In the past women have been directed not to exercise by their primary care physicians, peers, and scientific researchers. With the rise in popularity of elite female athletes, however, this predisposition is being called into question. A news article in the Washington Post delves into the (relatively) new rise in exercising while pregnant, the risks involved, and any connections to complications during pregnancy and labor that intense exercise may have on an individual. This interest has been brought up by many female athletes such as Serena Williams, Beth Rodden (a Mountain Climber), and Alysia Montaño (a world-class runner) who have not only competed while pregnant, but have managed to excel in their sports while in different stages of their pregnancy.

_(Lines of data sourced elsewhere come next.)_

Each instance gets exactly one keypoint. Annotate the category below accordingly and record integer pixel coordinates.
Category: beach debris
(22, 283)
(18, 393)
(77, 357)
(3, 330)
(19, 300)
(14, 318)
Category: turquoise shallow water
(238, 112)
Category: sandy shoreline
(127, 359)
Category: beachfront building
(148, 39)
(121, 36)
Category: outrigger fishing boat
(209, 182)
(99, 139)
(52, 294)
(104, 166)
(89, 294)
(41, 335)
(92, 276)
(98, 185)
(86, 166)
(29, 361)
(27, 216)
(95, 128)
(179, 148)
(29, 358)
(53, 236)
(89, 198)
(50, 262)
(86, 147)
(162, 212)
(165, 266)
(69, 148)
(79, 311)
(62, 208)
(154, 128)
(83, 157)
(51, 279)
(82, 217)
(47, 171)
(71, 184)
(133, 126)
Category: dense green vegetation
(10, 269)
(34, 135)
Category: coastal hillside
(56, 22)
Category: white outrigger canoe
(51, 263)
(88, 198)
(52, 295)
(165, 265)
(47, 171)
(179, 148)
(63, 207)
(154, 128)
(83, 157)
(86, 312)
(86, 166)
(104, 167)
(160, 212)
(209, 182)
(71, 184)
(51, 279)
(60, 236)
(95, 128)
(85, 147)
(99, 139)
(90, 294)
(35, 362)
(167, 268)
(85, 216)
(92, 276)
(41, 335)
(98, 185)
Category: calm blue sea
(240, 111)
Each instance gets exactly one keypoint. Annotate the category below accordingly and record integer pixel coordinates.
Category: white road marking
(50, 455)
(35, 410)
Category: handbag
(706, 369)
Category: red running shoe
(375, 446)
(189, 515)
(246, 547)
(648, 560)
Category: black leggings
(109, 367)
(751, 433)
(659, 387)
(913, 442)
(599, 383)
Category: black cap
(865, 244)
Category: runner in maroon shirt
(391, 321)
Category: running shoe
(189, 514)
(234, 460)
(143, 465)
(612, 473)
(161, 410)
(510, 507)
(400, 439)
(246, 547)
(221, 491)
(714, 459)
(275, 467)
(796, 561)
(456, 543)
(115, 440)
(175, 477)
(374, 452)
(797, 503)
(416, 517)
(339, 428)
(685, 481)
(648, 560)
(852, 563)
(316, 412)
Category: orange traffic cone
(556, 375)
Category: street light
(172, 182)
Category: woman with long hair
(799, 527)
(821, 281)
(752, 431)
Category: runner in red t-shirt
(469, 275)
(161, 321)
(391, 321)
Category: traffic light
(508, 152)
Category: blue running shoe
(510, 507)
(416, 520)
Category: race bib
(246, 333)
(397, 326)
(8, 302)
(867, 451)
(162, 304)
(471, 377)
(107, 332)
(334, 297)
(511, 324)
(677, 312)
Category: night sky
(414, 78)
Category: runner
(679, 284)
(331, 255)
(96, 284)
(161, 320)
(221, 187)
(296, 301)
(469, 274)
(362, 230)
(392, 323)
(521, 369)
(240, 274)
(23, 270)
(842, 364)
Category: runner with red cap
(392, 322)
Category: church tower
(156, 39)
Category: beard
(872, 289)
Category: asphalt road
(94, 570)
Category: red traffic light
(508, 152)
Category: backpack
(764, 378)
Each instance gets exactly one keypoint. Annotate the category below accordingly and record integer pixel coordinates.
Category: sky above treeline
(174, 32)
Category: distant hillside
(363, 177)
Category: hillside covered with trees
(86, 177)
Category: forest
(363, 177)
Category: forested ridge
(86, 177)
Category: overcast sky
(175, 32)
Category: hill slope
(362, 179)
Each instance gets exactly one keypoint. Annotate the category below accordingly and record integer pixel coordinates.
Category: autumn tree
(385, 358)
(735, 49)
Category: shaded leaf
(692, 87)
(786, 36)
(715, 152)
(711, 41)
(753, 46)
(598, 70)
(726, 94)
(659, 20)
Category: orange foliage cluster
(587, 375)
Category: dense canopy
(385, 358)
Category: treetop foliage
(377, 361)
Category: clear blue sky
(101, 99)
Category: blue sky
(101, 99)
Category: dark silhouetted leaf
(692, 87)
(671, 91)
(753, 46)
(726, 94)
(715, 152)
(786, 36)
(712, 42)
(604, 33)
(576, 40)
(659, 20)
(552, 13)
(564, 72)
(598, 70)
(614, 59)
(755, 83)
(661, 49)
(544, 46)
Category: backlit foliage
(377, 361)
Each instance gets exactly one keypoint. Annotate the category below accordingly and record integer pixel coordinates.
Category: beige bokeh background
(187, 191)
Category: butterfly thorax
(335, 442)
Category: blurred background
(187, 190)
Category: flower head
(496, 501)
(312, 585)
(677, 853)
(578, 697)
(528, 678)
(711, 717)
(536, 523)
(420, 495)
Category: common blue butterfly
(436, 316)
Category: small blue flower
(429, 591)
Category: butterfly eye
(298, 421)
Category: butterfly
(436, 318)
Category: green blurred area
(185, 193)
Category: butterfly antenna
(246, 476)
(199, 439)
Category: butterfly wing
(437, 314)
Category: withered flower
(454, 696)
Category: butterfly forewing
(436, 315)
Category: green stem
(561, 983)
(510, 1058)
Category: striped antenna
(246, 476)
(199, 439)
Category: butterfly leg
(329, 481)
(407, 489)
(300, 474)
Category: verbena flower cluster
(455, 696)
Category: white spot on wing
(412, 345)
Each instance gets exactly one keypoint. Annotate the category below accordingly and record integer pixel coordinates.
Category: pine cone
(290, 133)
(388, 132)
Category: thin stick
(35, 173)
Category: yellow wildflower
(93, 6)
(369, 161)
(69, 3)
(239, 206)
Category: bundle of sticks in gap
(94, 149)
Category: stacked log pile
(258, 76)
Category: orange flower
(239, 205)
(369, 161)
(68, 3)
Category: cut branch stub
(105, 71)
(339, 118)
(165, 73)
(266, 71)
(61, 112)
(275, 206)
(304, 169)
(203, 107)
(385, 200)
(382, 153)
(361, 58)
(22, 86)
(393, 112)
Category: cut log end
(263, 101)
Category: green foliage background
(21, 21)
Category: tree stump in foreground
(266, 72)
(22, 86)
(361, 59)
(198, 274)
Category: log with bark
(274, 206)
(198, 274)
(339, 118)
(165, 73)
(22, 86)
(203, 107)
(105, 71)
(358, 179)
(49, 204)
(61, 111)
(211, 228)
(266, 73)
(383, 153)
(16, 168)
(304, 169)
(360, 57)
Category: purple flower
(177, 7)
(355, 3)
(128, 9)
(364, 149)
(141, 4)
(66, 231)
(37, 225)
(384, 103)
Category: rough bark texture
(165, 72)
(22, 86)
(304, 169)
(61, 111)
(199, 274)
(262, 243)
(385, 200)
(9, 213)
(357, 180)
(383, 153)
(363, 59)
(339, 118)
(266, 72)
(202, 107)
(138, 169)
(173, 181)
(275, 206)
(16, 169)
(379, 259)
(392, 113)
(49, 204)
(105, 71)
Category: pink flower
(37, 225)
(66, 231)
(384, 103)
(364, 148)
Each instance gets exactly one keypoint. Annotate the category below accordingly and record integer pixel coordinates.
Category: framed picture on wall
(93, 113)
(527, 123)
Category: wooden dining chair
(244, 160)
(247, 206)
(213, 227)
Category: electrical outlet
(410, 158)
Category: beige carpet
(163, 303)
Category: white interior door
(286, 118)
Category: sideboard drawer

One might think that exercising while pregnant could be harmful to the fetus, because it would increase the levels of CO2 in the blood as well as lactic acid and even free radicals. Studies by the University of Iceland seem to put science on a tract to disprove this notion. Of all of the test subjects in the exercise and non-exercise groups there was no significant difference in the pregnancies between the individuals who exercised and those who did not. While the study was too small to come to any firm conclusions about the population as a whole it could be hypothesized that exercise does not, in fact, have any negative side effects on someone’s pregnancy.
I have thought through the article, and have come to some conclusions myself. One women made a statement that I feel is important to take note of. Margie Davenport, of the University of Alberta, stated that it “We need to start changing the conversation away from what are the risks of exercising during pregnancy to what are the risks of not exercising during pregnancy.” I feel that this is an important comment, because it pushes the readers of the article to stray from the traditional notions. I agree with her, and I feel that exercising while pregnant is important to the health of the mother and her unborn child. However, I also feel that women who are not used to exercising should be more cautious. If someone – not only a pregnant women – jumps right into high-intensity exercise it could increase a risk of cardiovascular or skeletal injury. This type of incident would put the child and the mother at risk.
So, I stand by Davenport in saying that it is important for women (pregnant or not) to exercise. Given that there is not any known risk to exercising while pregnant, I would suggest anyone who is pregnant to continue their workout regimes or even start new ones – as long as they are safe about them. Exercise can help reduce stress, and improve the overall health of those who utilize it correctly, and these are benefits that could even assist someone in the entire pregnancy process.